Entre suas principais funções estão:
Auxiliar na organização da rotina escolar;
Facilitar a comunicação entre aluno e equipe pedagógica;
Favorecer a participação nas atividades propostas;
Incentivar a autonomia dentro do ambiente escolar;
Colaborar com professores e demais profissionais da escola.
Afinal, qual é a principal diferença?
A principal diferença está no objetivo da atuação.
O Atendente Terapêutico possui uma atuação mais ampla, acompanhando a pessoa em diferentes ambientes e contribuindo para o desenvolvimento de habilidades funcionais e sociais no cotidiano.
Já o Mediador Escolar concentra sua atuação exclusivamente no contexto educacional, buscando facilitar o processo de aprendizagem, inclusão e participação do estudante na escola.
Em outras palavras, todo mediador atua na escola, enquanto o AT pode atuar na escola e também em diversos outros ambientes, conforme o plano de acompanhamento estabelecido.
O AT pode atuar dentro da escola?
Sim.
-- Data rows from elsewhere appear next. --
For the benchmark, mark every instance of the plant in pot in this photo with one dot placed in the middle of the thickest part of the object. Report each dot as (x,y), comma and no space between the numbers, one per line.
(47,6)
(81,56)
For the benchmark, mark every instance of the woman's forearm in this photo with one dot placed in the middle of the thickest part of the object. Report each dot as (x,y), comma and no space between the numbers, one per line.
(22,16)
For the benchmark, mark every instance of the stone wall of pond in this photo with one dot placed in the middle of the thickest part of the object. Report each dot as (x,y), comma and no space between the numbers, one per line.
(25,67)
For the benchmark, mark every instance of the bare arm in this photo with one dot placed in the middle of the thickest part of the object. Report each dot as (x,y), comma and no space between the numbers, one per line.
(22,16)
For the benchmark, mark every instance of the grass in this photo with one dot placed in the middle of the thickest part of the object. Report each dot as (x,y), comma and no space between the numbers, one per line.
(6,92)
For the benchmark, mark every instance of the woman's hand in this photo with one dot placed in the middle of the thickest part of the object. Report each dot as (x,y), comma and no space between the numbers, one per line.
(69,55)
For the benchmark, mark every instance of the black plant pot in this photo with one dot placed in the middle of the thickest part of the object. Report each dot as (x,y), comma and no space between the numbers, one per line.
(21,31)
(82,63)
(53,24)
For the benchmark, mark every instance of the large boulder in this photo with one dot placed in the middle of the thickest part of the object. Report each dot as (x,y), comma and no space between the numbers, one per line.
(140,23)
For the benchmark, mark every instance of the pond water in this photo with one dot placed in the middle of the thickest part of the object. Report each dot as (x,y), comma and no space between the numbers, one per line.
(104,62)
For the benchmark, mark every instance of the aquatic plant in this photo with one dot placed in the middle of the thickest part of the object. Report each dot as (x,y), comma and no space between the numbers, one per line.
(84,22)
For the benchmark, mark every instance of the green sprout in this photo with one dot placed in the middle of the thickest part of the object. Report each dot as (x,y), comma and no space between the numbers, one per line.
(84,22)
Em muitos casos, o Atendente Terapêutico realiza parte de seu acompanhamento no ambiente escolar.
Quando isso acontece, seu trabalho continua sendo terapêutico e voltado para objetivos definidos em conjunto com a equipe responsável pelo caso. Além de apoiar a participação do estudante, ele observa aspectos relacionados à autonomia, interação social, comunicação e aplicação das habilidades desenvolvidas em outros contextos.
É importante que essa atuação ocorra de forma integrada com a escola, respeitando o papel de cada profissional envolvido.
Por que essa diferença é importante?
Confundir as funções pode gerar expectativas inadequadas e dificultar o trabalho em equipe.
Quando cada profissional compreende claramente suas responsabilidades, torna-se mais fácil construir estratégias colaborativas que beneficiem o estudante.
A atuação integrada entre família, escola, equipe multiprofissional e profissionais de apoio contribui para intervenções mais organizadas, coerentes e centradas nas necessidades da pessoa acompanhada.
A importância da formação profissional
Independentemente do ambiente de atuação, é essencial que o profissional busque formação contínua, atualização científica e desenvolvimento de competências práticas.
A atuação com pessoas neurodivergentes exige conhecimento técnico, postura ética e capacidade de trabalhar em equipe, sempre considerando as necessidades individuais de cada pessoa.
Embora o Atendente Terapêutico e o Mediador Escolar possam atuar lado a lado no ambiente escolar, suas funções não são iguais.
Enquanto o Mediador Escolar tem como foco o processo de inclusão e participação nas atividades educacionais, o Atendente Terapêutico desenvolve um acompanhamento mais amplo, promovendo autonomia, funcionalidade e participação em diferentes contextos da vida cotidiana.
Compreender essa diferença fortalece o trabalho interdisciplinar e contribui para um atendimento mais qualificado e alinhado às necessidades de cada estudante.